Cena ropy naftowej jest najwyższa od października ubiegłego roku. Ostatni wzrost notowań tego surowca wywołały informacje płynące z Rosji.
We wtorek prezydent Rosji Władimir Putin poinformował, że Rosja jest gotowa zmniejszyć lub zamrozić wydobycie ropy naftowej. Powiedział on w Stambule na Światowym Kongresie Energetycznym że Moskwa popiera cięcia zaproponowane przez OPEC (Organizację Krajów Eksportujących Ropę Naftową) we wrześniu na nieformalnym spotkaniu w Algierii.
Ekspert rynku paliwowego Andrzej Szczęśniak podkreślił w Polskim Radiu 24, że Rosja jest ważnym graczem na tym rynku - pierwszym producentem światowym, a drugim po Arabii Saudyjskiej eksporterem ropy. - Wydaje mi się, że rynki patrząc na tę sytuację, wywindowały cenę surowca bardzo wysoko - ocenił.
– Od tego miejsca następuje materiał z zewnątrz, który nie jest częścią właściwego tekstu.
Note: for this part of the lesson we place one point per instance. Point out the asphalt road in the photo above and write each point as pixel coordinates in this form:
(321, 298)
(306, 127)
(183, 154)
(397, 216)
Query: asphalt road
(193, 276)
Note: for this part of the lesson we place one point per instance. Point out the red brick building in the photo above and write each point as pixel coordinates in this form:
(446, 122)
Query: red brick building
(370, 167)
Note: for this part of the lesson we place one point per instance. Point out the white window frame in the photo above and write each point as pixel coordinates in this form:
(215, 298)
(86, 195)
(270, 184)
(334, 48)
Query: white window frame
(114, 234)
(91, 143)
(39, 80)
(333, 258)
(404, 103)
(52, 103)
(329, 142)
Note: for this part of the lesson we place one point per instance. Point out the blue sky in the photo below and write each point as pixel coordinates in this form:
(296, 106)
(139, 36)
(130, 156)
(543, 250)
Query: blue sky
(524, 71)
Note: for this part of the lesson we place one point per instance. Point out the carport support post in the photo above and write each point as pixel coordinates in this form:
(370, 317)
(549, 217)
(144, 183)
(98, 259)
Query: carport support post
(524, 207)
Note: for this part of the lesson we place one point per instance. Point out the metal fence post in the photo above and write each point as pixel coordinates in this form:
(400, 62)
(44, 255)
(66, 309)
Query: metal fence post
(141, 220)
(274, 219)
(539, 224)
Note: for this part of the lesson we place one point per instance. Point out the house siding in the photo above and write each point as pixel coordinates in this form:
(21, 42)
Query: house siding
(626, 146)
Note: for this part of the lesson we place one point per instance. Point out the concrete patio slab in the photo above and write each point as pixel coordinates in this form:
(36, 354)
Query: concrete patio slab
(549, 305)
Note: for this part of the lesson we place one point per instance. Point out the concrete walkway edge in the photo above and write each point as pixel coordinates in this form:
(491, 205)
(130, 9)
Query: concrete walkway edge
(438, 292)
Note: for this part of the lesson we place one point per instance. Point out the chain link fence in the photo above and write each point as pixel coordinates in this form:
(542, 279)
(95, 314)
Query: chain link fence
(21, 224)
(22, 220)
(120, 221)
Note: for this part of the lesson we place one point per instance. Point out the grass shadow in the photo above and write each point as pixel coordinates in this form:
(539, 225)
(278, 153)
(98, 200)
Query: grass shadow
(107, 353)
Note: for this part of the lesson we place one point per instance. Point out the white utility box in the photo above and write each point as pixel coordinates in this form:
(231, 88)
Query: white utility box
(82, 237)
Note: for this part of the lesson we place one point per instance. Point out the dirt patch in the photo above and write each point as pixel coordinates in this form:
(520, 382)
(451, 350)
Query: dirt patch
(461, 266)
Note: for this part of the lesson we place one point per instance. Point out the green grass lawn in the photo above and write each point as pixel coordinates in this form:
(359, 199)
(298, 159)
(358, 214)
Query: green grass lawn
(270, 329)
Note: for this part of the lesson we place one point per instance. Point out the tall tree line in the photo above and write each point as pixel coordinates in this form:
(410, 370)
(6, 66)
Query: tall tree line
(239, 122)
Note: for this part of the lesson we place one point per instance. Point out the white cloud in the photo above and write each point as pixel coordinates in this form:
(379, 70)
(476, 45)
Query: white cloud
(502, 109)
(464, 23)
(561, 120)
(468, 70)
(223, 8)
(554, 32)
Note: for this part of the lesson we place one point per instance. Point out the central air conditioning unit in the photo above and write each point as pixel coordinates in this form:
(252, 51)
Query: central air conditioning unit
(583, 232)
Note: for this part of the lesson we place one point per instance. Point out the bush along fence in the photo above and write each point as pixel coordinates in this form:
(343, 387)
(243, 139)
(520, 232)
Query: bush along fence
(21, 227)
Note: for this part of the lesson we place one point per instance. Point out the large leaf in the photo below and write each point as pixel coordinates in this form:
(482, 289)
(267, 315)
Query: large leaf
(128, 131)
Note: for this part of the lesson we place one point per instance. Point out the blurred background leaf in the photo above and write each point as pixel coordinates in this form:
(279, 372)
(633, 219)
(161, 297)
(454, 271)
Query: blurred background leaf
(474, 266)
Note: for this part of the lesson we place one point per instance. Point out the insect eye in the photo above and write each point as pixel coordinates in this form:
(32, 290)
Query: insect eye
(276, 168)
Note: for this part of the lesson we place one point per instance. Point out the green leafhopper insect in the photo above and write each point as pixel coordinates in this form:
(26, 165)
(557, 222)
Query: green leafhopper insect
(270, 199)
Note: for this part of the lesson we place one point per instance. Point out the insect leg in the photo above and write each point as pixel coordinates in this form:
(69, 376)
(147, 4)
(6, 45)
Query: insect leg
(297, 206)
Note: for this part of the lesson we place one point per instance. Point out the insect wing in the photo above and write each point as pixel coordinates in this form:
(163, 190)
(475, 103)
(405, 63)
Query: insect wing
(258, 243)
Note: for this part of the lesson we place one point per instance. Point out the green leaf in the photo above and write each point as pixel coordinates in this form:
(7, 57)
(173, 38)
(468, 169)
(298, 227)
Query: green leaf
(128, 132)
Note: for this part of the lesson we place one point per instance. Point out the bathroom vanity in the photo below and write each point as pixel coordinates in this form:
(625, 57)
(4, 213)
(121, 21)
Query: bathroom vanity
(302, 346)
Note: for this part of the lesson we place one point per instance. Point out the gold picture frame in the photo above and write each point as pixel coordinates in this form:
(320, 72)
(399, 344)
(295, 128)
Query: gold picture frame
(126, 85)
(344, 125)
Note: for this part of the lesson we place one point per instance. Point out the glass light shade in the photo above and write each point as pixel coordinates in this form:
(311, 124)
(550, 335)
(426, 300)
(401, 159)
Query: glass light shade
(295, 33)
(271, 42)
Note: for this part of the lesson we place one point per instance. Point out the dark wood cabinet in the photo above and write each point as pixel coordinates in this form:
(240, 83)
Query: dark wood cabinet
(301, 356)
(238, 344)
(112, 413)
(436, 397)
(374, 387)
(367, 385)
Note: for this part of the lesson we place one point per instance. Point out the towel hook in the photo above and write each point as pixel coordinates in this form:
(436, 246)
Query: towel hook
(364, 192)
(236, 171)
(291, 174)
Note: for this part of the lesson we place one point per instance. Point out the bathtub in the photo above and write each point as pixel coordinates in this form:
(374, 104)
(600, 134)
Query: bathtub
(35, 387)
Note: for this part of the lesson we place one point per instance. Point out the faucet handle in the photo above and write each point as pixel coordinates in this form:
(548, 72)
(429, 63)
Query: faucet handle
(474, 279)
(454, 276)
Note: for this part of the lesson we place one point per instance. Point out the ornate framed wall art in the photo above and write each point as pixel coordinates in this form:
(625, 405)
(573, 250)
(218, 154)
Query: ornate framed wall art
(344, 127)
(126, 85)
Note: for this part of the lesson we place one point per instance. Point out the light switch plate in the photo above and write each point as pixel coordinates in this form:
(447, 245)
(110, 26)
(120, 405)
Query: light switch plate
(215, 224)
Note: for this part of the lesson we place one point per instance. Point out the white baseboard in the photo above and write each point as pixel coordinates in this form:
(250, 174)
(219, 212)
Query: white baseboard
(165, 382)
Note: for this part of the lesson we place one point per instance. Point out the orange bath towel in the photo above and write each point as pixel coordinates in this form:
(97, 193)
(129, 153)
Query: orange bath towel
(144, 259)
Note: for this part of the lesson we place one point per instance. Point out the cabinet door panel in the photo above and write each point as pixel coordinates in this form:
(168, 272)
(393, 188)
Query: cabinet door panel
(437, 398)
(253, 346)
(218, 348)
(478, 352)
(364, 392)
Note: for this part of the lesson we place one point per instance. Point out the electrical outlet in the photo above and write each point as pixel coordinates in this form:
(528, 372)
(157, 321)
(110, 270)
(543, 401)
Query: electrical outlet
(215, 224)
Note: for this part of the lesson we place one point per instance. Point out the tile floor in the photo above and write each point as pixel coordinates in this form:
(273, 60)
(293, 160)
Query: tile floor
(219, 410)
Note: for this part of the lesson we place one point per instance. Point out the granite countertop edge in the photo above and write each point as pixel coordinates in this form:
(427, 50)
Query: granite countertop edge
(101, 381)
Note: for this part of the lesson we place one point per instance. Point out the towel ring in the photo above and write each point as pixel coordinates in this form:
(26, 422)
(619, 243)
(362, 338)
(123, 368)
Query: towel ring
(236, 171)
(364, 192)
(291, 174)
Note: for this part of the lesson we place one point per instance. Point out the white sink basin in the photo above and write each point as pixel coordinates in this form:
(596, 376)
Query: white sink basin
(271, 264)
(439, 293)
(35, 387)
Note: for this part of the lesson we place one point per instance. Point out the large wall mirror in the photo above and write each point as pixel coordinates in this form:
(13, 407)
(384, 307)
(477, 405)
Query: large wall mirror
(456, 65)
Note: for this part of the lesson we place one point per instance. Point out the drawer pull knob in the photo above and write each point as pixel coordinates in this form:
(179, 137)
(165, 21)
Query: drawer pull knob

Uważa on, że cena paliwa na stacjach będzie zależała od tego, jakie Rosja i OPEC zrobią wrażenie na inwestorach finansowych. W najbliższym czasie ceny te zapewne pójdą jeszcze w górę. Wskazuje na to sytuacja na rynku hurtowym. Rano za baryłkę ropy Brent na giełdzie w Londynie płacono 53 dolary.